By Consumers for Quality Care, on May 12, 2021
A recent Kaiser Health News report tells the story of Elizabeth Zakutansky, a three-year-old in Hobart, Indiana with a rare genetic condition that causes seizures. Hobart is less than an hour from Lurie Children’s Hospital of Chicago, and the Zakutansky family wants Lurie to be her main care provider.
However, Indiana Medicaid, like most state Medicaid programs, does not pay as much for out-of-state providers as it does for in-state facilities. When Elizabeth has seizures, the Zakutansky family drives 2.5 hours to the Riley Hospital for Children in Indianapolis. The increased distance brings challenges, and if Elizabeth has to be admitted, her parents sometimes need to leave her to return to work.

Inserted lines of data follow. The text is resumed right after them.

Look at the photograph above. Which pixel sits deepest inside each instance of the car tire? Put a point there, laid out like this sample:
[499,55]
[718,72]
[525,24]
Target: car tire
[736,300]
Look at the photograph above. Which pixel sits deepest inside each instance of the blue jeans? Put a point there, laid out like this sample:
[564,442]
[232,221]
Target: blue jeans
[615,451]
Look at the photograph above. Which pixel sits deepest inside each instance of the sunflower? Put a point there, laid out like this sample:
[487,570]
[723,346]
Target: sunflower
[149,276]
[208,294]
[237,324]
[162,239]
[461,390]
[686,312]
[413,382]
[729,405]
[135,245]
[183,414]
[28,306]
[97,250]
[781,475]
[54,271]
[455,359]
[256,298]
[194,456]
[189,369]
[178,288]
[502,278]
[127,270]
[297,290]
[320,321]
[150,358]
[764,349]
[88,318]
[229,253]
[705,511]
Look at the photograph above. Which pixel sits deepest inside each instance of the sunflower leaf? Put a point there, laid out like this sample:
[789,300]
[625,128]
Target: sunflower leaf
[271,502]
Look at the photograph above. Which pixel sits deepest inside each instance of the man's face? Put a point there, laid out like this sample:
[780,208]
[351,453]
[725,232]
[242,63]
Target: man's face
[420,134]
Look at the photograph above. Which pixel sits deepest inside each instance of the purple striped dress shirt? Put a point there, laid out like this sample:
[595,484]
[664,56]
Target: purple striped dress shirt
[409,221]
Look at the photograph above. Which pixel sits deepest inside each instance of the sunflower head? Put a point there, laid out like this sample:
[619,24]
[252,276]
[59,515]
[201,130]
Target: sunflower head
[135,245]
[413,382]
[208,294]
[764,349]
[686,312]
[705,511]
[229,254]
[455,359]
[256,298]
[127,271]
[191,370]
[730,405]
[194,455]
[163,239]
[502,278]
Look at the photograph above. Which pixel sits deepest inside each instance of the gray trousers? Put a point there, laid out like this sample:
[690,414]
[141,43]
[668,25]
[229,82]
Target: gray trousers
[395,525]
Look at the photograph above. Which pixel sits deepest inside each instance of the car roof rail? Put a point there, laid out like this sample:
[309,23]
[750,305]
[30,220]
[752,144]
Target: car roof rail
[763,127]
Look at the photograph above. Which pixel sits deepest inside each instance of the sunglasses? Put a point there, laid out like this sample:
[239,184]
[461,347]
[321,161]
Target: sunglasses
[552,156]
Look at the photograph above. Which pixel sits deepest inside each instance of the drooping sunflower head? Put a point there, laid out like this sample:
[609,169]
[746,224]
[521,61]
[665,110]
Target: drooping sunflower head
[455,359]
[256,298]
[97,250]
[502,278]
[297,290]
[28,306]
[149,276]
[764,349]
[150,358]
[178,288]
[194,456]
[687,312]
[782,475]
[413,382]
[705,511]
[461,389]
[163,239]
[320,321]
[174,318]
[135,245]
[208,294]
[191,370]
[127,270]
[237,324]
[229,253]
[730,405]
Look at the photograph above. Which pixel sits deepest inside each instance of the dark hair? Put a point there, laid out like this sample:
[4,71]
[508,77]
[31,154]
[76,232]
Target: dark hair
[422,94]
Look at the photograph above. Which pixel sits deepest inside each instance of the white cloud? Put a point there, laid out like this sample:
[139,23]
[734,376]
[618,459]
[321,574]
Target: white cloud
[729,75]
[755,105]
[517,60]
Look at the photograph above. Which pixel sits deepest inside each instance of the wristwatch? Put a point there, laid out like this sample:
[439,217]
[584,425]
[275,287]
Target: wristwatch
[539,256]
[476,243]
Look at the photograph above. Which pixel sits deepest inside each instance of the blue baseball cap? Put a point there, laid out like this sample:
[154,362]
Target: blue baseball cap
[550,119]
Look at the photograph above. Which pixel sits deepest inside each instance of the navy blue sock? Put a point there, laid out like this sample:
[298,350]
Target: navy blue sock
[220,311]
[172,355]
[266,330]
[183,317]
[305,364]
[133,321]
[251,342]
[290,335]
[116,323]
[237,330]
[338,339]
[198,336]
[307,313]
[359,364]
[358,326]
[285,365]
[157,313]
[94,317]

“It’s terrible to leave your daughter and drive home so far away,” said Laura Zakutansky, Elizabeth’s mother. “You aren’t there to comfort her. One seizure could kill her. How would you feel about that if you weren’t there?”
Two years ago, Congress passed a law making it easier for out-of-state providers to be the caregiver for children with complex conditions. But setting up the program depends on the Centers for Medicare & Medicaid Services, which currently has no timeline for when it will issue guidance for how states can set it up.
In the meantime, the Zakutansky family still faces a long commute to get their daughter the care she needs.